5)      Bei erfolgreicher Implementierung einer internen Meldestelle – eine Nutzung durch die Hinweisgeber vorausgesetzt – bildet das HinSchG sowohl ein Schutzsystem für den Hinweisgeber als auch ein Schutzschild für das Unternehmen. Der Hinweisgeber erfährt in vielerlei Hinsicht Schutz durch das neue Gesetz. Über allem steht die Vertraulichkeit in Bezug auf die Identität des Hinweisgebers (§ 8 HinSchG) sowie der Schutz vor Repressalien (§ 36 HinSchG). Doch auch der Irrtumsschutz ist nicht zu vernachlässigen. Er ermöglicht dem Hinweisgeber – zugunsten des öffentlichen Interesses an einer frühzeitigen Aufdeckung von Verstößen – ein Tätigwerden bereits bei einem hinreichend begründeten Verdachtsmoment bezüglich eines Verstoßes ohne Sorge vor Repressalien. Wie bereits dargelegt, können aber auch Unternehmen von dem HinSchG profitieren. Sie erhalten mit einer internen Meldestelle ein Frühwarnsystem über das die Einhaltung gesetzlicher Vorgaben intern (zusätzlich) überwacht und ein strukturierter Umgang geschaffen werden kann. Also im Idealfall – sofern er auch in der Praxis möglich sein wird – eine Win-Win-Situation. 

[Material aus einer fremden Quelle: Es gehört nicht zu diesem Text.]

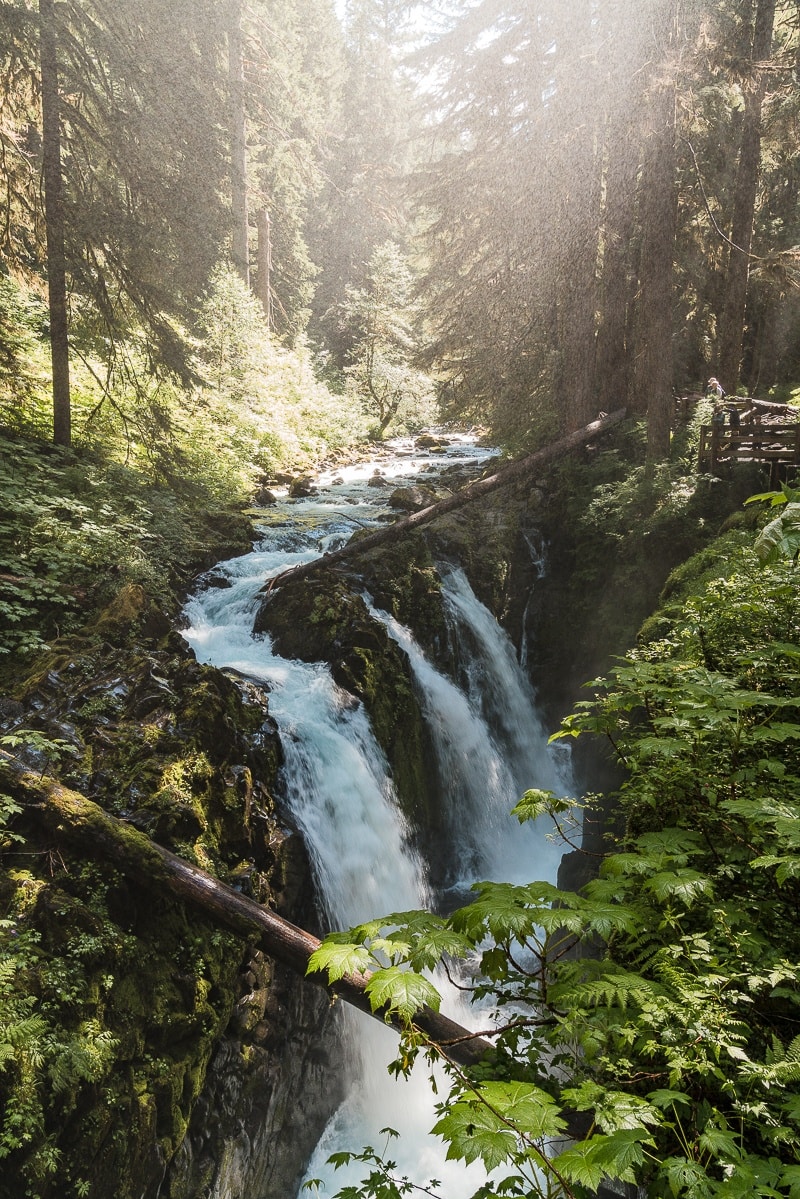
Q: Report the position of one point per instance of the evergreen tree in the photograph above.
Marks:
(364, 202)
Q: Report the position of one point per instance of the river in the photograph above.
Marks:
(489, 747)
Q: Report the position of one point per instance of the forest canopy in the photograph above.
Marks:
(585, 206)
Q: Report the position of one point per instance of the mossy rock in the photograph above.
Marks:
(323, 620)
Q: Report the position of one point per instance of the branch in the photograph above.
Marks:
(72, 817)
(481, 487)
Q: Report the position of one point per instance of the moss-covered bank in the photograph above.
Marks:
(120, 1008)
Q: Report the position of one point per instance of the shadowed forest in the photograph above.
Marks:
(244, 245)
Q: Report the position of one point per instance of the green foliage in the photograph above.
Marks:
(74, 529)
(781, 536)
(380, 318)
(260, 407)
(656, 1013)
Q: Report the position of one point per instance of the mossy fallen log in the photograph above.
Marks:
(72, 817)
(481, 487)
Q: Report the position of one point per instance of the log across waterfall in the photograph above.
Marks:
(474, 490)
(342, 797)
(74, 818)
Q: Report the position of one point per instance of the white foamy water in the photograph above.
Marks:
(340, 790)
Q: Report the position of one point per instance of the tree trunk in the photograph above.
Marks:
(744, 205)
(76, 819)
(653, 366)
(465, 495)
(264, 278)
(54, 223)
(239, 248)
(581, 208)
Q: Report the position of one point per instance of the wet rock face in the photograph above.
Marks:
(210, 1089)
(268, 1092)
(324, 620)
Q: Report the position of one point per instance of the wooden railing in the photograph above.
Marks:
(756, 440)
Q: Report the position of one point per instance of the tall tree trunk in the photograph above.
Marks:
(239, 249)
(264, 277)
(653, 366)
(54, 223)
(581, 208)
(744, 203)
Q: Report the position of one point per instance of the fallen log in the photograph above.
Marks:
(72, 817)
(481, 487)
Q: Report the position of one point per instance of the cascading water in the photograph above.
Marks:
(336, 781)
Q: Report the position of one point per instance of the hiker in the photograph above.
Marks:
(715, 390)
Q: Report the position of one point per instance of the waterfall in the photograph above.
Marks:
(489, 747)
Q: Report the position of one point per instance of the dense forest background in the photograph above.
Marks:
(240, 238)
(524, 211)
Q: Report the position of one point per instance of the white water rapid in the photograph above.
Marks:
(489, 747)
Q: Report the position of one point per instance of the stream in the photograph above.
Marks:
(489, 747)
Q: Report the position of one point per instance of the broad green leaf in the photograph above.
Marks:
(401, 992)
(338, 959)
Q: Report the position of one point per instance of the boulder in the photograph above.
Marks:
(411, 499)
(302, 487)
(264, 498)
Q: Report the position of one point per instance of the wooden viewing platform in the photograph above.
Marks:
(761, 438)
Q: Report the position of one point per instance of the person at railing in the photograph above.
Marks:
(715, 390)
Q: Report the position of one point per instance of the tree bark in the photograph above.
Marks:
(239, 249)
(54, 223)
(465, 495)
(72, 817)
(744, 206)
(653, 367)
(264, 278)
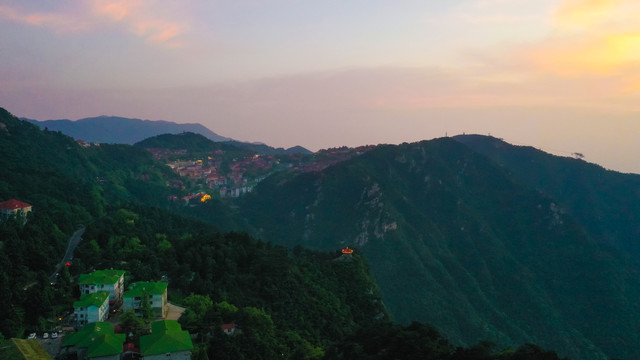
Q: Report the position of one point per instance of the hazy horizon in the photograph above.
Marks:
(559, 75)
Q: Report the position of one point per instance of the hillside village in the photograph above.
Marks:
(97, 328)
(233, 178)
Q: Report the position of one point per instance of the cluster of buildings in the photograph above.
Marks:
(233, 184)
(103, 292)
(14, 207)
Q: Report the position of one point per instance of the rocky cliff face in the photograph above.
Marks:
(456, 241)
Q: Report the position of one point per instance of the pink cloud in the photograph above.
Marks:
(59, 22)
(142, 18)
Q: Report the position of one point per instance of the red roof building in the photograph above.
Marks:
(12, 206)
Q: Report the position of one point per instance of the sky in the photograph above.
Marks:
(559, 75)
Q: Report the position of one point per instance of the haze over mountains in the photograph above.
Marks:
(484, 240)
(121, 130)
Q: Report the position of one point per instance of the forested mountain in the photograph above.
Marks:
(454, 240)
(450, 236)
(606, 202)
(121, 130)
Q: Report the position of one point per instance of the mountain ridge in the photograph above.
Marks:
(116, 129)
(456, 241)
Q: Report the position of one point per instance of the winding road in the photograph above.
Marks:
(74, 240)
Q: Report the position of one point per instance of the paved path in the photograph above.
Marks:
(174, 312)
(74, 240)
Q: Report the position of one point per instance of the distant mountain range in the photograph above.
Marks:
(533, 249)
(121, 130)
(483, 239)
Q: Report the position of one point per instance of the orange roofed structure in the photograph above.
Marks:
(13, 206)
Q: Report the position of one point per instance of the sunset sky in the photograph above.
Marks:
(560, 75)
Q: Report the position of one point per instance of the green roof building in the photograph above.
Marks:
(154, 292)
(96, 341)
(91, 307)
(104, 280)
(21, 349)
(166, 341)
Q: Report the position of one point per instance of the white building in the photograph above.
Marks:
(91, 307)
(104, 280)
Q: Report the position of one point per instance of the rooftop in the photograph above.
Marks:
(101, 277)
(150, 288)
(95, 299)
(166, 336)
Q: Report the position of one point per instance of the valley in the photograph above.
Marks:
(444, 233)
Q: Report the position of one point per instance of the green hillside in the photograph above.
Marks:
(455, 241)
(606, 202)
(193, 143)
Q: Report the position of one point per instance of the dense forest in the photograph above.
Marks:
(288, 302)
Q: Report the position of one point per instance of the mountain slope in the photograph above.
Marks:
(455, 241)
(120, 130)
(606, 202)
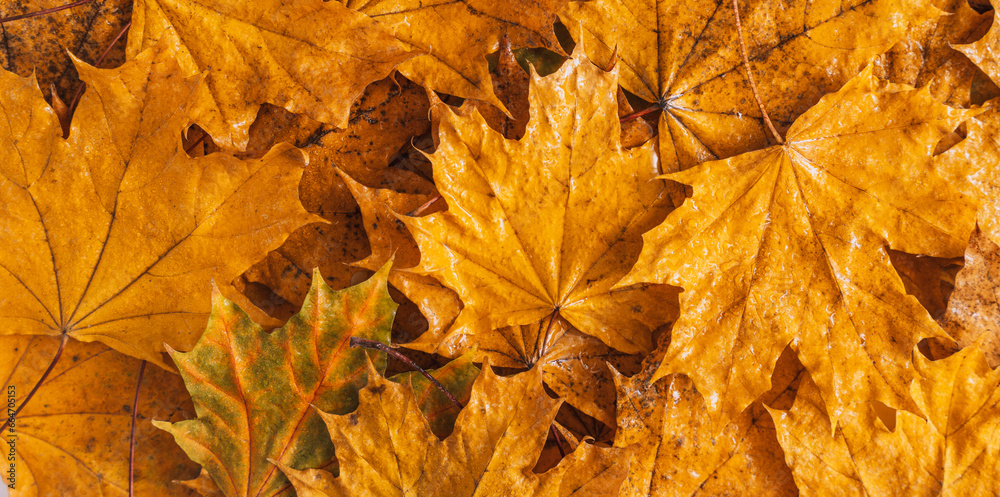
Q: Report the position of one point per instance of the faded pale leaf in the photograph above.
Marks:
(115, 234)
(955, 452)
(929, 279)
(785, 246)
(72, 438)
(456, 36)
(255, 391)
(684, 55)
(984, 51)
(550, 222)
(386, 447)
(307, 56)
(973, 315)
(973, 166)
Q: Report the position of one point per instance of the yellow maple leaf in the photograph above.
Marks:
(307, 56)
(457, 36)
(677, 452)
(550, 222)
(115, 234)
(785, 245)
(386, 447)
(973, 315)
(76, 441)
(954, 452)
(684, 55)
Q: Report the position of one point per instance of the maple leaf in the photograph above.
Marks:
(38, 44)
(685, 56)
(307, 56)
(929, 279)
(953, 452)
(114, 234)
(387, 448)
(547, 223)
(973, 315)
(457, 377)
(784, 245)
(389, 239)
(983, 51)
(253, 390)
(76, 442)
(973, 167)
(383, 120)
(926, 57)
(573, 364)
(676, 451)
(456, 36)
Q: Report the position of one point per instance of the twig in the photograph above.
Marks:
(196, 142)
(555, 436)
(131, 438)
(638, 114)
(43, 12)
(372, 344)
(79, 89)
(746, 65)
(41, 380)
(419, 210)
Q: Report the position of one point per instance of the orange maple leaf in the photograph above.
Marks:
(115, 234)
(784, 245)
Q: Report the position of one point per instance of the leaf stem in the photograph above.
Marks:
(52, 365)
(131, 438)
(372, 344)
(419, 210)
(746, 65)
(640, 113)
(43, 12)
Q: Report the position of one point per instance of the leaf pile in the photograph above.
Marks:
(516, 248)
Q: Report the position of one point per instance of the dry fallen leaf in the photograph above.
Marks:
(307, 56)
(39, 44)
(255, 392)
(115, 234)
(73, 438)
(926, 56)
(548, 223)
(973, 316)
(457, 377)
(973, 166)
(929, 279)
(785, 245)
(386, 447)
(573, 364)
(684, 56)
(676, 451)
(456, 36)
(383, 120)
(955, 452)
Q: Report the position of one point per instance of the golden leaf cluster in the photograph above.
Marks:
(399, 247)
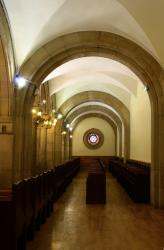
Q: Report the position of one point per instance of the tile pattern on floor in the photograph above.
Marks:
(120, 224)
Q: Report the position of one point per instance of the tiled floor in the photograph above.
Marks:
(118, 225)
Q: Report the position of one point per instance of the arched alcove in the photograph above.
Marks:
(98, 43)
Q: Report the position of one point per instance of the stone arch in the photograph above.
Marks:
(85, 43)
(106, 114)
(104, 98)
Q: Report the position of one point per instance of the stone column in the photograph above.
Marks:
(58, 143)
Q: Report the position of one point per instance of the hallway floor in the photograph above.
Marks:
(120, 224)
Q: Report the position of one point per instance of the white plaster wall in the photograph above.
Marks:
(140, 121)
(78, 146)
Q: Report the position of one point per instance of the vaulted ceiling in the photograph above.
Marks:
(33, 23)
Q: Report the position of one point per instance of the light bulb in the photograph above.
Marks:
(33, 111)
(39, 113)
(59, 116)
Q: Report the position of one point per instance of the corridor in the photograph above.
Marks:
(118, 225)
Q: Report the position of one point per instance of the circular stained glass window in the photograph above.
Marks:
(93, 138)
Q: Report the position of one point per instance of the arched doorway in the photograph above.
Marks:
(81, 44)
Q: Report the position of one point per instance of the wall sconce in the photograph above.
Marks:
(146, 87)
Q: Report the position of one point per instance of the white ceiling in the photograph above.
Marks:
(92, 73)
(35, 22)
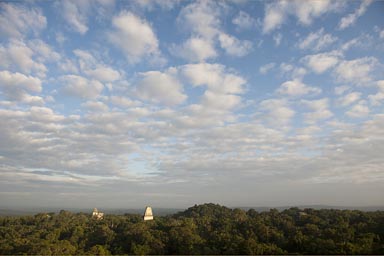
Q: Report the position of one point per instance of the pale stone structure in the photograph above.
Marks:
(148, 215)
(97, 215)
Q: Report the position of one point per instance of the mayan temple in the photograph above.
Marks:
(148, 215)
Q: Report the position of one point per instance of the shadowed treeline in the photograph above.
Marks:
(203, 229)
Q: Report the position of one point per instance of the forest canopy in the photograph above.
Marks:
(201, 229)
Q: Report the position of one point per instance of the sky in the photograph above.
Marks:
(123, 104)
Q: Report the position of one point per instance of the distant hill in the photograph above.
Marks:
(168, 211)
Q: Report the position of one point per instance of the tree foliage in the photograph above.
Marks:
(201, 229)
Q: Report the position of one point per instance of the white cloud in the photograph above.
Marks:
(234, 46)
(292, 71)
(274, 16)
(219, 101)
(81, 87)
(44, 51)
(378, 98)
(124, 102)
(150, 5)
(95, 106)
(277, 39)
(296, 88)
(381, 34)
(359, 110)
(320, 110)
(357, 71)
(277, 12)
(17, 20)
(103, 74)
(349, 20)
(277, 110)
(266, 68)
(243, 20)
(364, 41)
(202, 18)
(214, 76)
(94, 68)
(18, 56)
(349, 98)
(75, 14)
(134, 36)
(160, 88)
(15, 86)
(195, 49)
(339, 90)
(317, 41)
(321, 62)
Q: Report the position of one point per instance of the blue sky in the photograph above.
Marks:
(173, 103)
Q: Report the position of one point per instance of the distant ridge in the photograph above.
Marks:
(9, 211)
(316, 207)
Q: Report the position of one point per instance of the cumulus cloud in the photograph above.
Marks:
(18, 56)
(357, 71)
(195, 49)
(104, 74)
(18, 21)
(319, 63)
(16, 85)
(202, 20)
(160, 87)
(134, 37)
(296, 88)
(266, 68)
(96, 106)
(243, 21)
(359, 110)
(215, 76)
(276, 13)
(349, 98)
(320, 110)
(277, 39)
(81, 87)
(378, 98)
(94, 68)
(316, 41)
(292, 71)
(277, 110)
(234, 46)
(350, 19)
(75, 14)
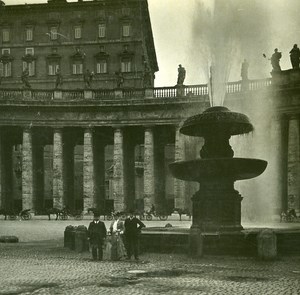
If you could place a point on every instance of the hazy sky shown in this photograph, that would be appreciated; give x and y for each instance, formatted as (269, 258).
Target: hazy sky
(262, 26)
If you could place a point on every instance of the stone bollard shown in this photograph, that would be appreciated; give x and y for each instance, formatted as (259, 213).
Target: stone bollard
(9, 239)
(81, 241)
(69, 237)
(267, 244)
(196, 243)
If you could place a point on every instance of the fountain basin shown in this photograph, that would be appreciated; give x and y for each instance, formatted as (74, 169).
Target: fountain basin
(216, 168)
(217, 120)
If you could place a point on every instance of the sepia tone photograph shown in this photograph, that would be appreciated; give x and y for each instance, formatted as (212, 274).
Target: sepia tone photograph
(149, 147)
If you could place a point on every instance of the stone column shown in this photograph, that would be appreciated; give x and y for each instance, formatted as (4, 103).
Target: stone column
(2, 171)
(99, 166)
(293, 164)
(159, 172)
(58, 179)
(89, 200)
(149, 179)
(118, 176)
(38, 174)
(179, 185)
(69, 172)
(28, 201)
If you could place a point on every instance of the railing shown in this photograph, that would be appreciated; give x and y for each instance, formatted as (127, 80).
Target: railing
(42, 94)
(134, 93)
(72, 94)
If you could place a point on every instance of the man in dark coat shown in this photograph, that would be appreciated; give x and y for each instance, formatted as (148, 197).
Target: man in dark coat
(133, 228)
(97, 235)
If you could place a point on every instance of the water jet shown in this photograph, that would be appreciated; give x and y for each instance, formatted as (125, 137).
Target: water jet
(217, 205)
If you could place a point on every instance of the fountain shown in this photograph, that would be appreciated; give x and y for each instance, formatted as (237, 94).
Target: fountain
(217, 205)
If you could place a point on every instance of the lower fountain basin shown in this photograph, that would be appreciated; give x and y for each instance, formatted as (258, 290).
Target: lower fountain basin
(210, 169)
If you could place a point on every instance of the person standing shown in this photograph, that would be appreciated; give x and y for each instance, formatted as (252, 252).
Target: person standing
(275, 59)
(181, 75)
(295, 56)
(59, 80)
(132, 231)
(244, 70)
(116, 230)
(97, 235)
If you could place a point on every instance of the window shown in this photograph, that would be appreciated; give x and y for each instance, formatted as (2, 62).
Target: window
(29, 34)
(52, 68)
(126, 66)
(125, 11)
(77, 32)
(5, 69)
(101, 67)
(126, 30)
(6, 51)
(29, 51)
(31, 67)
(53, 33)
(101, 30)
(77, 68)
(5, 35)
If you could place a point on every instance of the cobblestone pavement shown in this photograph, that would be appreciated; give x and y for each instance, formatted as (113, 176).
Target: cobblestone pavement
(45, 267)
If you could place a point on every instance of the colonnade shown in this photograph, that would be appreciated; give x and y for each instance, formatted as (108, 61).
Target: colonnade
(93, 141)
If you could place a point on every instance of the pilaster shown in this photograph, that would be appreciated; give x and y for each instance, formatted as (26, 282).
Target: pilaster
(89, 200)
(293, 164)
(149, 179)
(58, 179)
(28, 201)
(118, 175)
(179, 185)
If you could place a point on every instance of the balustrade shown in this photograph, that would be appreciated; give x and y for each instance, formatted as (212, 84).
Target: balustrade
(133, 93)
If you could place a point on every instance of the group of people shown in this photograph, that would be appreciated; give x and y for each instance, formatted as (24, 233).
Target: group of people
(294, 57)
(121, 241)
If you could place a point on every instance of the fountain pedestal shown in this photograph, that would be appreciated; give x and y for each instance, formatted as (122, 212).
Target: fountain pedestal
(217, 205)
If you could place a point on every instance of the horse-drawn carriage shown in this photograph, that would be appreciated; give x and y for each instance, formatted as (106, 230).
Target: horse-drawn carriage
(288, 216)
(13, 215)
(60, 214)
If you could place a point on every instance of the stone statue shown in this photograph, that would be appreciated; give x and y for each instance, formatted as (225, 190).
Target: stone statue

6)      Das HinSchG bringt also viel Neues und wird sowohl die Praxis als auch die Rechtsprechung mit Fragen zur Anwendung beschäftigen, aber auch zu einer aufmerksamen Gesetzeslektüre bewegen. Apropos: Schon wer nach dem Zeitpunkt des Inkrafttretens des HinSchG fragt, wird sich einer genauen Lektüre hingeben müssen. Das „früheste Inkrafttreten“ des HinSchG betrifft die Einrichtung externer Meldestellen, welche bereits mit Verkündung des Gesetzes für Hinweisgeber zur Verfügung stehen. Das Gesetz als Ganzes tritt erst zum 02.07.2023 in Kraft. Und auch erst zu diesem Zeitpunkt entsteht die Pflicht zur Einrichtung interner Meldestellen für alle nach § 12 HinSchG hierzu Verpflichteten. Gemäß § 42 Abs. 2 HinSchG tritt jedoch § 40 Abs. 2 Nr. 2 HinSchG, wonach ordnungswidrig handelt, wer entgegen § 12 Abs. 1 Satz 1 HinSchG nicht dafür sorgt, dass eine interne Meldestelle eingerichtet ist und betrieben wird, für Unternehmen mit mehr als 250 Beschäftigten sowie Finanzdienstleister unabhängig von der Beschäftigtenzahl erst am 01.12.2023 in Kraft. Sonstige Unternehmen mit mehr als 50 Beschäftigten müssen die interne Meldestelle erst ab dem 17.12.2023 einrichten. Mithin ist zwar bei der Einrichtung der internen Meldestellen Eile geboten, jedoch wird v. a. durch die praxisorientierte „Außerkraftsetzung“ der Bußgeldvorschrift bis Dezember 2023 eine strukturierte Umsetzung (eher) ermöglicht.